VEDAT YILMAZ: Şu kitaptan okuyacağım önce yahudilerin inançlarını. Yahudi cemiyeti tarafından hazırlanmış olan tevratın tefsiri. Ve tevratın içerisinde Allah’ın tek bir tanrı olduğu, Ondan başka ilah olmayacağı çok net bir şekilde defaatle anlatılıyor. Tesniye, 5. Bâbının 7. pasajına bakarlarsa orada “benden başka ilahın olmayacak” şeklinde 10 emirin ilk maddesi zaten duruyor. Daha sonra da 6. bâba geçerlerse Tesniye’de 6. bâbın 4. pasajında da şu cümle geçiyor. Bu cümle çok önemli. Çünkü biraz sonra İsaAs’ın da aynı cümle ile israiloğullarına tebliğ yaptığını göreceğiz. “Dinle et İsrail. Rabbiniz olan Allah tek bir rabtir”. Bu, 6. bölümün 4. pasajı. Şimdi yahudiler bu pasajın tefsirini yapıyorlar. Bu, tevhid ile ilgili pasaj ve bunun tefsirini yapıyorlar. Şöyle söylüyorlar; “tüö varoluşu sağlayan yaratıcı, Aşem (yani rab onlarda) tek başına bizim tanrımızdır ve Ondan başkası yoktur. İsteğimizi elde etme ümidimiz hiç bir aracı olmadan sadece Ona yöneliktir. Yaratıcı gücüyle her şeyin üstünde olması açısından yanlız onun önünde eğilmek uygundur. Ona yönelik ibadetimizde bile hiç bir aracı kabul etmeyiz ve elbette Ona bir ortak koşmayız. Ve aracısız olarak tek ümidimiz olması açısından sadece Ona dua etmek uygundur. Varoluşu tam bir hiçlikten yaratmasından dolayı Onum var oluşuna benzer başka hiç bir var oluş olmadı ve tanrınım tüm geçici ve fani varoluştan tamamen farklı olduğu, onum varlığının ve gök cisimlerinin, ne meleklerin varoluşu ile benzeştiği açıktır. Tanrı kendi dünyasında tek ve benzersizdir”. Bu, yahudilerin kendileri için söyledikleri tevhid ilkeleridir ve kesinlikle ve kesinlikle şirki kabul etmezler. Bunun en büyük günah olduğunu söylerler. Tanrı ile ilişkilerinde kesinlikle aracıyı kabul etmezler ve Allah’a ibadetin aracısız yanlızca Ona olması gerektiğini de net bir şekilde kabul ederler. Teorilerinde bu şekildedir. Hıristiyanlığa geçtiğimiz zaman: biliyorsunuz hıristiyanlık zaten israil toplumu içerisine yani İsaAs..

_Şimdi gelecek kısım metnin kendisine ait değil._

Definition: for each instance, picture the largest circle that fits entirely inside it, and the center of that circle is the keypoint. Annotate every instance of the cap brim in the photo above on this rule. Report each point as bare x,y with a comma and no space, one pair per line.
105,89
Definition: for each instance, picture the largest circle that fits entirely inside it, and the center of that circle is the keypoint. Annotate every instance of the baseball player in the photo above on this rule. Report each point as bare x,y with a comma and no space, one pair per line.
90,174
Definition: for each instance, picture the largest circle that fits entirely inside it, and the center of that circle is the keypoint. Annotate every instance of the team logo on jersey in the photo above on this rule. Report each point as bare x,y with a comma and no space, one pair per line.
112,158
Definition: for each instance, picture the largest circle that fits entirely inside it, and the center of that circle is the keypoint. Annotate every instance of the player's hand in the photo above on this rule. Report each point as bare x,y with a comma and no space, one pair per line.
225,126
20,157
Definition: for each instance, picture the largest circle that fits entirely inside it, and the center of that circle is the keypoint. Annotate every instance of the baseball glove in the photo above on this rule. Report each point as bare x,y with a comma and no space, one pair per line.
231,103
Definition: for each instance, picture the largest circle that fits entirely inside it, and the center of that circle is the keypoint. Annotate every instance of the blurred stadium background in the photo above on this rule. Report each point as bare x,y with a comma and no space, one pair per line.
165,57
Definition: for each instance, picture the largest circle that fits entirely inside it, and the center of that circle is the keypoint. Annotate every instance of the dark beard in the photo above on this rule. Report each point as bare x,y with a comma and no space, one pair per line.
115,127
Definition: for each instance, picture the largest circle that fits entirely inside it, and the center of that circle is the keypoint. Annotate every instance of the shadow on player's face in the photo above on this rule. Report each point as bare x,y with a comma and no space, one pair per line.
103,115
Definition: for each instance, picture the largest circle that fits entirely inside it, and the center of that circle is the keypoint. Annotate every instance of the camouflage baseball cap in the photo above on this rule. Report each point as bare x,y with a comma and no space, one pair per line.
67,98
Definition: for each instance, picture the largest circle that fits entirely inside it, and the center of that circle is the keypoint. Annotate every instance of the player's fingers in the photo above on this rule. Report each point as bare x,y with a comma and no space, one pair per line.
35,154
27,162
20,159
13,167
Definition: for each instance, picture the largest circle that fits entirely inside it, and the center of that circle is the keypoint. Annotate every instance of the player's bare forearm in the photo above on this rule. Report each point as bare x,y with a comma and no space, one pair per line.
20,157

ABDULAZİZ BAYINDIR: Yahudi uygulamalarında da..
VEDAT YILMAZ: Aykırı uygulamaları mı?
ABDULAZİZ BAYINDIR: Tabi. Araya bir haham sokmadan ki o haham da belli bir aileden olacak. Neydi o aile? Kohenler’den olması lazım. Harun soyundan olması lazım. Yoksa olmaz. Lafta bizimkiler de öyle, onlar da öyle. Şimdi hıristiyanlara bakalım.
VEDAT YILMAZ: Yahudilerde zaten şu çok açık ve nettir: din alimlerinin bir çoğunun sözü Allah’ın sözüyle eş derecededir yani. Hiç bir fark yoktur.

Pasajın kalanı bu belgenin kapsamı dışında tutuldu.